When the hour came, Jesus and his apostles reclined at the table.  And he said to them, “I have eagerly desired to eat this Passover with you before I suffer.  For I tell you, I will not eat it again until it finds fulfilment in the kingdom of God.”
Luke 22:14 (NIV)
Jesus loves his followers. As he gathers us together on that last evening before he is so brutally taken from us he has a number of things that he needs to say. Look at the things he speaks about during the meal.
When we come to communion our focus is upon the things that Jesus achieved, what he did for us when he gave up his life for us. For the disciples it would have been very different. When they ate bread and drank wine they would remember a flesh and blood friend, who shared life with them, who laughed and cried, told stories, showed up hypocrisy and loved the people no one else did. Perhaps we should try to get beyond the benefits of Jesus death and think about our experiences of him in our lives and in the lives of others.
No meal with other followers of Jesus in future would ever be the same. No loaf now is just bread, no cup is just wine.
John Pritchard in “The Journey”
“I’m going to be betrayed”.
Betrayal is an ugly thing. It sets aside love and trust for some personal gain. Many of us will experience the bitterness of betrayal, often from those closest to us.
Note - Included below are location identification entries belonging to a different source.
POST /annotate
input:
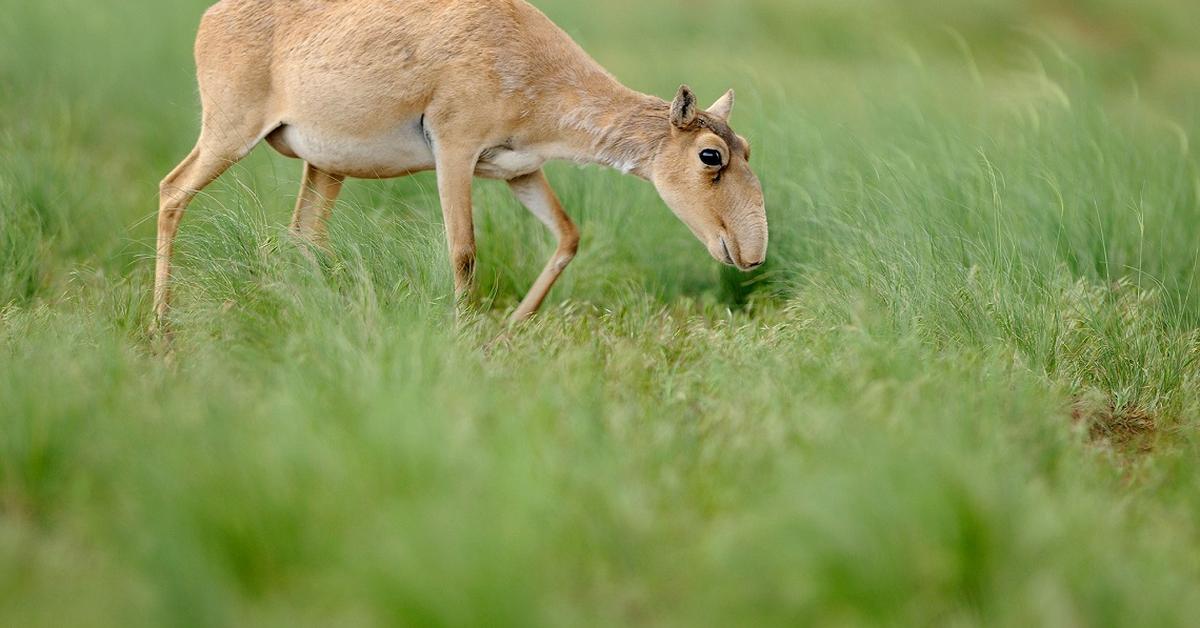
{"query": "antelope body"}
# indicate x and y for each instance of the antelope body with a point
(469, 88)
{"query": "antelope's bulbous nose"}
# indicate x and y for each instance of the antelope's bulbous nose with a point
(745, 253)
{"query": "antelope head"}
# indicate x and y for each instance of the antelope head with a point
(702, 172)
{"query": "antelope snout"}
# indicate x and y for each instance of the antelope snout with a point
(747, 253)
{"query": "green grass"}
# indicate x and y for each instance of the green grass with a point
(965, 390)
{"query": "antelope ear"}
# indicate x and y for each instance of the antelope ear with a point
(683, 109)
(724, 107)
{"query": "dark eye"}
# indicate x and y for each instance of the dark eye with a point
(711, 157)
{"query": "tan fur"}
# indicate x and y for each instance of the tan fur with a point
(468, 88)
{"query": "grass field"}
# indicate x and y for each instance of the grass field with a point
(965, 390)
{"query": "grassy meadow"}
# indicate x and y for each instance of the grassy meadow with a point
(965, 389)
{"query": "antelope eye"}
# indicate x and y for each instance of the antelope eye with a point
(711, 157)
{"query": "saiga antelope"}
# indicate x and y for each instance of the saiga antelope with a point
(469, 88)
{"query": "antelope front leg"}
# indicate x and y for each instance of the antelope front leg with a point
(456, 169)
(534, 192)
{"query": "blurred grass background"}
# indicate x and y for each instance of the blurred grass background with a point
(964, 390)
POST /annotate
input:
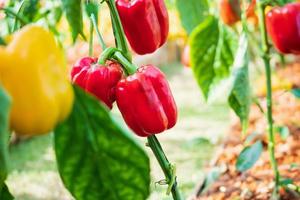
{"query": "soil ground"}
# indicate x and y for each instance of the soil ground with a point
(257, 183)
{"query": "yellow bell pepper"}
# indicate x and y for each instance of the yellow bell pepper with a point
(33, 71)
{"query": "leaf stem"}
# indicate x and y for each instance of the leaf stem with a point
(102, 43)
(266, 58)
(118, 30)
(165, 165)
(91, 42)
(129, 67)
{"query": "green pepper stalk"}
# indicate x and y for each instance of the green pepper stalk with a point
(94, 22)
(118, 29)
(266, 58)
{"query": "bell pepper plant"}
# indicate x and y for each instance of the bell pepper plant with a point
(97, 158)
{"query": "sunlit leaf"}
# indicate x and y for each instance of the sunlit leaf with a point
(97, 159)
(192, 13)
(73, 10)
(212, 52)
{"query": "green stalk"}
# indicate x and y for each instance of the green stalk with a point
(118, 29)
(101, 40)
(166, 166)
(91, 42)
(106, 54)
(266, 58)
(129, 67)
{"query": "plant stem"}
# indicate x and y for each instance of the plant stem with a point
(118, 29)
(129, 67)
(91, 42)
(282, 60)
(102, 43)
(165, 165)
(266, 58)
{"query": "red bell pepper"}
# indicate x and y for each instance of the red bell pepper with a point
(97, 79)
(145, 23)
(146, 102)
(283, 25)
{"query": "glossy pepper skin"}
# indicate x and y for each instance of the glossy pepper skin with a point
(99, 80)
(145, 23)
(33, 71)
(283, 25)
(146, 102)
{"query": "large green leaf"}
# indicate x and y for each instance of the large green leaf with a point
(240, 95)
(73, 10)
(97, 159)
(4, 136)
(192, 13)
(92, 7)
(249, 156)
(212, 53)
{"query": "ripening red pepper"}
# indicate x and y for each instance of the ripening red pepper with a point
(99, 80)
(283, 25)
(146, 101)
(145, 23)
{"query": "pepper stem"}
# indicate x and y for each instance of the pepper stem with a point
(102, 43)
(118, 30)
(167, 167)
(106, 54)
(266, 58)
(129, 67)
(91, 42)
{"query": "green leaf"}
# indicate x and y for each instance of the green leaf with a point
(2, 42)
(97, 159)
(192, 13)
(283, 131)
(73, 11)
(5, 194)
(30, 9)
(4, 135)
(240, 95)
(212, 52)
(296, 92)
(249, 156)
(92, 7)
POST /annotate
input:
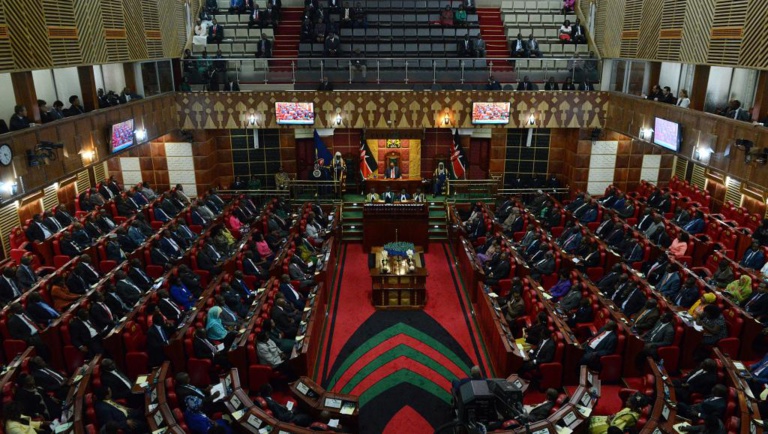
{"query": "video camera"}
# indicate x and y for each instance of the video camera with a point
(43, 153)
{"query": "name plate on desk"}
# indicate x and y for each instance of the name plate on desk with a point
(333, 403)
(235, 402)
(570, 418)
(255, 421)
(158, 416)
(665, 412)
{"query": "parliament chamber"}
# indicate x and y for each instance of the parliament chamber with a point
(384, 216)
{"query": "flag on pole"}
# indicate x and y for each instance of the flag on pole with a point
(368, 164)
(321, 152)
(458, 158)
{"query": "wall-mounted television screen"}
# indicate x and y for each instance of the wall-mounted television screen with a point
(121, 136)
(295, 113)
(490, 113)
(666, 134)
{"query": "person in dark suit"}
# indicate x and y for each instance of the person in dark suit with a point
(127, 419)
(714, 405)
(551, 84)
(526, 84)
(129, 292)
(100, 313)
(9, 288)
(112, 299)
(158, 336)
(283, 319)
(264, 49)
(37, 231)
(116, 381)
(647, 317)
(203, 348)
(22, 327)
(40, 311)
(393, 172)
(541, 411)
(48, 379)
(86, 270)
(184, 389)
(291, 294)
(499, 272)
(700, 380)
(215, 33)
(84, 335)
(332, 46)
(465, 47)
(602, 344)
(544, 352)
(325, 85)
(19, 120)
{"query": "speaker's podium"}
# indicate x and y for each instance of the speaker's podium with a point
(405, 221)
(487, 401)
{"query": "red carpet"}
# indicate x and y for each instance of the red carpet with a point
(400, 363)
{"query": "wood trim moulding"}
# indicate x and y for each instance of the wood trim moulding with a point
(731, 32)
(31, 197)
(58, 32)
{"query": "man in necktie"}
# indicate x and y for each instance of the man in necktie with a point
(602, 344)
(393, 172)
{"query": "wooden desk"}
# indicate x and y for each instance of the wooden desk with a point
(399, 291)
(313, 397)
(381, 184)
(384, 223)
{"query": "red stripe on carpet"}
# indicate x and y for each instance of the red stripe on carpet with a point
(399, 363)
(388, 345)
(407, 420)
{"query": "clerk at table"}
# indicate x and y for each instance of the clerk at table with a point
(393, 172)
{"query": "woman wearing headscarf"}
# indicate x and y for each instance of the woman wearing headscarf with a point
(626, 418)
(441, 174)
(197, 421)
(698, 308)
(740, 289)
(216, 330)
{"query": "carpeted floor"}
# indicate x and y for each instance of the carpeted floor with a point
(400, 363)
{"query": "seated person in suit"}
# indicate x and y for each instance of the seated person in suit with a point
(699, 380)
(291, 294)
(714, 405)
(543, 352)
(40, 311)
(84, 334)
(602, 344)
(21, 327)
(393, 172)
(118, 382)
(127, 419)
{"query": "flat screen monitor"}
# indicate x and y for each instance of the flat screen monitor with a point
(295, 113)
(667, 134)
(122, 136)
(490, 113)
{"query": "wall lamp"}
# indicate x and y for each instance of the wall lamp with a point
(141, 135)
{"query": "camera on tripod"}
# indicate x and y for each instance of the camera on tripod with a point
(44, 153)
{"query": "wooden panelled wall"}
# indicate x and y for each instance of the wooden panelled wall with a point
(378, 109)
(43, 34)
(89, 132)
(715, 32)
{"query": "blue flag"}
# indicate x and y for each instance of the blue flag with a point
(321, 151)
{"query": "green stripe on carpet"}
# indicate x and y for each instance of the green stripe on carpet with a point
(398, 351)
(404, 376)
(387, 334)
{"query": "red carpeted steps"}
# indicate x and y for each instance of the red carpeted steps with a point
(287, 36)
(492, 30)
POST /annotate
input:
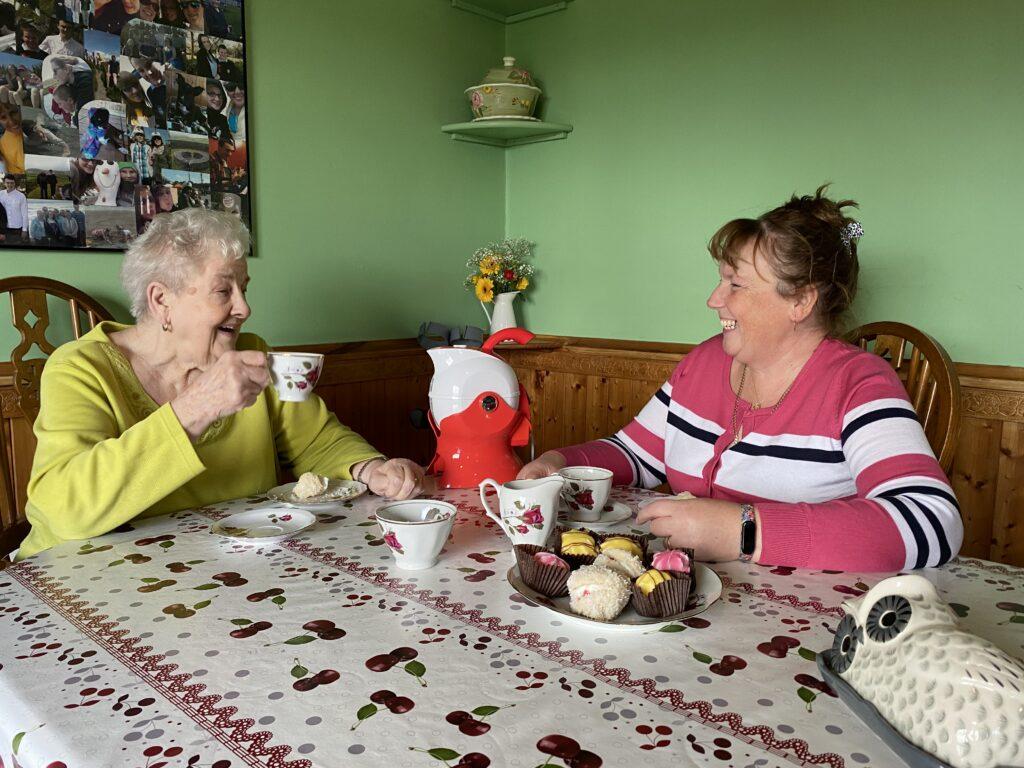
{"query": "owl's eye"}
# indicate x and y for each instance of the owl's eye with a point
(888, 617)
(845, 645)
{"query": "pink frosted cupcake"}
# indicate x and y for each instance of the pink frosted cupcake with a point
(543, 569)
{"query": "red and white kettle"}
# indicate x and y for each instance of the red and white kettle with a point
(478, 412)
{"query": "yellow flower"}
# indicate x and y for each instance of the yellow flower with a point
(485, 289)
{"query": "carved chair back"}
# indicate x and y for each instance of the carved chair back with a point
(929, 376)
(19, 387)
And more of us than will like to admit it will have betrayed the trust of someone else…we all have our price. Maybe we’ll even betray Jesus because following gets just too hard, too dangerous at times. I wonder what my 30 pieces of silver looks like…
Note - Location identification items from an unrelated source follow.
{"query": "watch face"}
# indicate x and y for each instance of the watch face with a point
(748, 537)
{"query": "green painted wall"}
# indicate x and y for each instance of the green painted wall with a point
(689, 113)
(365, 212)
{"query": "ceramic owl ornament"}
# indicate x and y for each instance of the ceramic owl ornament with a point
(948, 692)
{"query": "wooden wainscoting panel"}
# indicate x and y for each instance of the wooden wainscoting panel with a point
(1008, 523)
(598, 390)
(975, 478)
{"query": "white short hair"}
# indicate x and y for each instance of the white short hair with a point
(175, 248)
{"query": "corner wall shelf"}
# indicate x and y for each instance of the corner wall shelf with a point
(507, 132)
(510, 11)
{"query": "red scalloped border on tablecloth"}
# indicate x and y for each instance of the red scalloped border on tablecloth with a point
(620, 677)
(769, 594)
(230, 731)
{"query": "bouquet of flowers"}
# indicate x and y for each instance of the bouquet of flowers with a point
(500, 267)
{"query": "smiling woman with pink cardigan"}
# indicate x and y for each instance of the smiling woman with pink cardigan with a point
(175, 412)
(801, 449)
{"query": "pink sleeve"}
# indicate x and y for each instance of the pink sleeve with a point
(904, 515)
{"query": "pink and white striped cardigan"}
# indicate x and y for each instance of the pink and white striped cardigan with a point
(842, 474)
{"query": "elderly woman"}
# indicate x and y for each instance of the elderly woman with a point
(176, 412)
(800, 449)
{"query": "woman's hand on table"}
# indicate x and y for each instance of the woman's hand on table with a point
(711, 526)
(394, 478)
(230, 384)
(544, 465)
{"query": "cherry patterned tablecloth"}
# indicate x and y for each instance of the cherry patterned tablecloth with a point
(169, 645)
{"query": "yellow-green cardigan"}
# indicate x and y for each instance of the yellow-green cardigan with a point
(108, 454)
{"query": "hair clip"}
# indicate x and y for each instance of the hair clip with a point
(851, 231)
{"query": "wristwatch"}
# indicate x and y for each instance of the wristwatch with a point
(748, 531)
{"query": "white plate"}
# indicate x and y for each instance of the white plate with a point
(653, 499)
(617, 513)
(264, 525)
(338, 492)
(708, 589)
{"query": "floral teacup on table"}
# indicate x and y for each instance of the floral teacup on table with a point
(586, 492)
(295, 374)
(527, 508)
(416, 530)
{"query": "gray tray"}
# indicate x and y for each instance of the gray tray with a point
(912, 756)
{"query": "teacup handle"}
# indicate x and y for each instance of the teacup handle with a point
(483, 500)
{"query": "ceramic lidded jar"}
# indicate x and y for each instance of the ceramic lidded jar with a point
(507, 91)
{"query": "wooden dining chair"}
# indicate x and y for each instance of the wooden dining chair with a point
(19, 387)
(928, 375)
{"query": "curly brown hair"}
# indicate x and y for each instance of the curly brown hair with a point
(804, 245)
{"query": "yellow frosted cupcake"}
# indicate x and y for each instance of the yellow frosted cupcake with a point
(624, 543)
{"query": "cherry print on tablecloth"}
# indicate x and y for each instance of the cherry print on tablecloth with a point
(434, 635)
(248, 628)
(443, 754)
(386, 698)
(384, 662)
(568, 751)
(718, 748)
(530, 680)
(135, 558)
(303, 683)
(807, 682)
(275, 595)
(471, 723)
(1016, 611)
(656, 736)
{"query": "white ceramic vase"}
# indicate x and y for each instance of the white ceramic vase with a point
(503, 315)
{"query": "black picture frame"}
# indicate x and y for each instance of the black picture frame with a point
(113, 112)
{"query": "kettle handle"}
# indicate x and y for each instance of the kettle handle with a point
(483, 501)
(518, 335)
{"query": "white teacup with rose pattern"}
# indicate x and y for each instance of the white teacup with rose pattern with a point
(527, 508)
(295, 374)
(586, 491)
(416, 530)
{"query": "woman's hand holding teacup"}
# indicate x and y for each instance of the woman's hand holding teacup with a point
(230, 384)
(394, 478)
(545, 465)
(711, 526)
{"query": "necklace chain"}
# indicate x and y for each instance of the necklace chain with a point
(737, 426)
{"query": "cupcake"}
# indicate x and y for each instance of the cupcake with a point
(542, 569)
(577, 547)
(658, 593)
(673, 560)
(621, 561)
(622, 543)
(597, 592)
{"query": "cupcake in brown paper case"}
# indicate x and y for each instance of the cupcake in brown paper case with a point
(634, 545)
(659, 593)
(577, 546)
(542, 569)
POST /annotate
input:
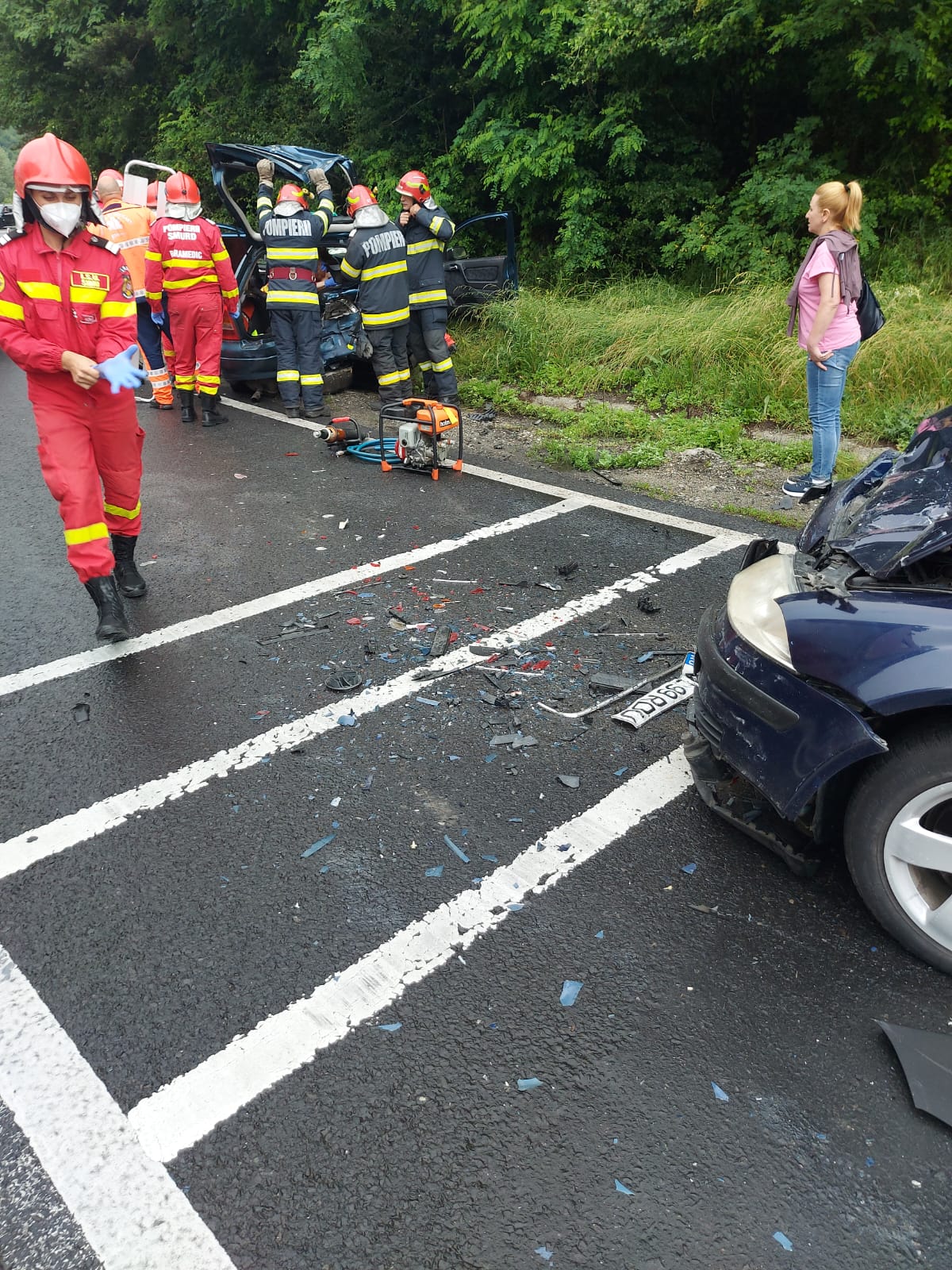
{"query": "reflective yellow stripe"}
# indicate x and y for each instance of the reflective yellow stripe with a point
(40, 290)
(88, 295)
(386, 319)
(190, 283)
(86, 533)
(111, 510)
(290, 253)
(384, 271)
(425, 298)
(295, 298)
(118, 309)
“Be servant leaders…copy me”
God’s Kingdom looks so different to any other. Those who are called to the responsibility and privilege of leadership need to be able to lead as Jesus did. They need to be prepared to teach and tell stories to win people’s hearts and take them along on the journey. They need to be prepared to love their followers even to the point of dying (whatever that might mean for them). And there will be more than a little work with a basin and towel, washing the feet no one else has bothered to wash. Take a long look at how leaders lead before you join a church…or decide to stay.
“Failure is important”
Especially for those destined to lead, like Peter. When you fail, and experience the sweetness of Jesus’ forgiveness and find that he still gives you work to do, it’s meant to make you more empathic towards other failures…you’ve been there, you know how it feels. Even the strongest among us may plunge confidently into abject failure.
Nothing is wasted in God’s economy. Our failures and successes in education. The dreams that wither and the dreams that thrive. The journey to a pig sty in a far country and the return to home and father when we finally come to our senses. The people who receive us and our message gladly and the ones who misunderstand, marginalise and persecute us. The prayers we pray, the answers we receive and the petitions as yet unanswered. Yes, sometimes Jesus provides what we need and more, but equally we need to make the most of the resources we can contribute to the relationship too.
Until the Kingdom comes in all its fullness we have much to do. It won’t always be easy. Jesus wants us to know the score.